Marking a milestone in Canadian film making for international television, an animated color cartoon series, Tales Of The Wizard Of Oz, is underway at the Ottawa studios of Crawley Films.
With the largest group of artists in Canada engaged on the project, which may be worth approximately $500,000, nearly a third of the series has been completed. The series consists of 130 four-minute color cartoons with an option for another 130 segments.
What could result in a new industry for Canada, Tales Of The Wizard Of Oz is an international enterprise involving Videocraft International of New York and Crawley Film Limited of Ottawa. The series is based on the original characters of I. Frank Baum's [sic] book Wonderful Wizard Of Oz, which is now in the public domain. Videocraft is supplying the story line and the key outlines of the main characters.
Voices of the characters are being recorded in Toronto by Bernard Cowan with such well-known Canadians as Larry Mann, Paul Kligman, Alfie Scopp, James Doohan and Pegi Loder.
Crawley Films recruited trained animators from Canada, the United States, England and Spain to form a crew which is the largest in North America, outside of Hollywood.
Under Tom Glynn, producer, seven key animators are working on the project backed by seven junior animators. This crew follows the general story line and develops the action frame by frame.
Next step is the tracing and painting, with some 18 artists completing the action and adding color, all the time making sure the drawings line up with the sound track.
Then comes the actual photographing in color of each frame and, finally, the synchronization of the film with the sound track. While animations for TV commercials are being done in Canada, this project is the first of its type and magnitude here.
Graeme Fraser, vice president of Crawley Films, hopes that the Wizard of Oz may lead to the establishment of an animated industry for entertainment purposes in Canada. He noted that Crawley has had an animation department for many years but "this project is a great challenge for us in terms of the future."
The Wizard Of Oz series follows the new trend to "limited animation" in which not every move of the subject is drawn. This was first started by UPA's Mr. Magoo and broke the Walt Disney system of slavish attention to every movement.
For Tom Glynn, in his job as producer, the series means a return to the department where he started with Crawley Films 16 years ago.
He came to Crawley as an animation cameraman and then was head of the camera department for 11 years. A spell of three years as production manager followed and then he was production supervisor on the RCMP television series.

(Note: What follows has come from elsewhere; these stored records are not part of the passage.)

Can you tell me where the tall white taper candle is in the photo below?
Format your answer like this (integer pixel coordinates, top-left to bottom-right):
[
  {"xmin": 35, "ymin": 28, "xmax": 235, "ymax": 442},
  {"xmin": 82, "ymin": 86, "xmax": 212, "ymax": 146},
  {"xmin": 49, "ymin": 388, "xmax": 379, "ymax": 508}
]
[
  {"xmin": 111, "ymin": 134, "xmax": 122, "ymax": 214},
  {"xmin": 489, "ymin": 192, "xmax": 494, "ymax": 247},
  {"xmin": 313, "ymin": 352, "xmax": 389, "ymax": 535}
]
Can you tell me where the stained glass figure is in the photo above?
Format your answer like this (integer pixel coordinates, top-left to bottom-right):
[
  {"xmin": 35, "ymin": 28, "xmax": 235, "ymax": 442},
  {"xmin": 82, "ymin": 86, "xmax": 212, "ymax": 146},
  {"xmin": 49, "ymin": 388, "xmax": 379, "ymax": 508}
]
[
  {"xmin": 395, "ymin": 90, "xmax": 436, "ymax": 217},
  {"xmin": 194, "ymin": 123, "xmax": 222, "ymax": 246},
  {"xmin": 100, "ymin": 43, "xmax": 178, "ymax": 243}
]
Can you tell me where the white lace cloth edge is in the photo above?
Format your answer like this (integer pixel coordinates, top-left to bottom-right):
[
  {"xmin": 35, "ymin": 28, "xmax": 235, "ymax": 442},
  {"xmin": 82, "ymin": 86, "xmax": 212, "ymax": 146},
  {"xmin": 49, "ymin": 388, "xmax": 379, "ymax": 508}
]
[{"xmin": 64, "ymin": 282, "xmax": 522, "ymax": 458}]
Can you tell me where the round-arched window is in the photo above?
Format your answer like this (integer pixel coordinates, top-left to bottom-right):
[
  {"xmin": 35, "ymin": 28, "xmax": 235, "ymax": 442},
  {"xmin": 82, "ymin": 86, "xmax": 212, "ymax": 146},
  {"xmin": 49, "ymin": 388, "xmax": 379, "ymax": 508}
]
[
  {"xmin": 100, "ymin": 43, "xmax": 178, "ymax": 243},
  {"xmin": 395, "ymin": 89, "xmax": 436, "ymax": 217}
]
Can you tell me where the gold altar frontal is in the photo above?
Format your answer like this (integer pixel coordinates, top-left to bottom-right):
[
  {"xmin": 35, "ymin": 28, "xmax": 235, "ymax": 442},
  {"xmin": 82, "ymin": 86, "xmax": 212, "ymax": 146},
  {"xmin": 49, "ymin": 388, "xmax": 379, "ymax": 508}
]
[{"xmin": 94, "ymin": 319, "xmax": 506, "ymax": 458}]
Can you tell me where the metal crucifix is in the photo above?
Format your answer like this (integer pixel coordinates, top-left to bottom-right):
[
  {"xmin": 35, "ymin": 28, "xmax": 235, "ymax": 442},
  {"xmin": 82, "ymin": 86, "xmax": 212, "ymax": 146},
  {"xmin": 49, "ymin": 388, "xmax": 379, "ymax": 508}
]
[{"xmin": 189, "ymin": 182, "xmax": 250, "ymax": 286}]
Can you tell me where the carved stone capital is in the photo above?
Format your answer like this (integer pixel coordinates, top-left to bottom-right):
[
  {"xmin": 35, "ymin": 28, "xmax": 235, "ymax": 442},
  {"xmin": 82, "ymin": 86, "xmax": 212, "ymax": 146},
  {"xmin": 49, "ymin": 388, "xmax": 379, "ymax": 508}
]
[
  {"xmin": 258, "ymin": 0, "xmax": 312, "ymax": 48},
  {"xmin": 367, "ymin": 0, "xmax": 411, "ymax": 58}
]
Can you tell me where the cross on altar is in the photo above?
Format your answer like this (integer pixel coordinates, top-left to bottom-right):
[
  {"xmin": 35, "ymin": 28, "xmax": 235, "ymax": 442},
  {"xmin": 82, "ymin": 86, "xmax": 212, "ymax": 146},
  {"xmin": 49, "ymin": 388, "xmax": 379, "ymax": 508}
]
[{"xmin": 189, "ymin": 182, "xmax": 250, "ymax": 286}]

I have no recollection of these cartoons being on the air on the West Coast of Canada in the early ‘60s. Mind you, my cartoon-watching schedule in mornings and afternoons was full with old Warners and Fleischer Popeye shorts, Mighty Mouse, the Huckleberry Hound, Quick Draw McGraw and Yogi Bear shows (along with Lippy the Lion and lesser Hanna-Barbera cartoons), the Famous Studio sausage factory stuff and a lot more. All American.

Perhaps the Wizard cartoons were entertaining for younger kids, but I don’t find them as funny as other TV cartoons of the era. If you’re looking for anything resembling the Oz books, don’t bother. The designs and colour are good. The flat and sponge-painted backgrounds remind me of Fernando Montealegre’s work at MGM and Hanna-Barbera. The animators copy the formula Mike Lah used at H-B, where the characters were held and mouth-lines on the face were all that were animated.

The actors from Toronto are top-notch. One of my favourite Canadian announcers, Bernard Cowan, can be heard as a commercial announcer in The Witch’s Boyfriend (some frames are below). You likely know that Videocraft, which later became Rankin-Bass, used Canadians quite a bit. I’ll spare you a list of credits you can find elsewhere on the internet. (Yeah, yeah, Yukon Cornelius. I know).

The Oz cartoons led to another Videocraft-Crawley deal for The New Adventures of Pinocchio. Cowan, Paul Kligman, Larry D. Mann and the rest were back for more voice work. It seems to have been a good pairing. But Crawley started moving in other directions and eventually foundered financially.

Even if you’re not enthralled with the Oz cartoons, they played an important in the history of Canadian animation and are worth a look on this Canada Day.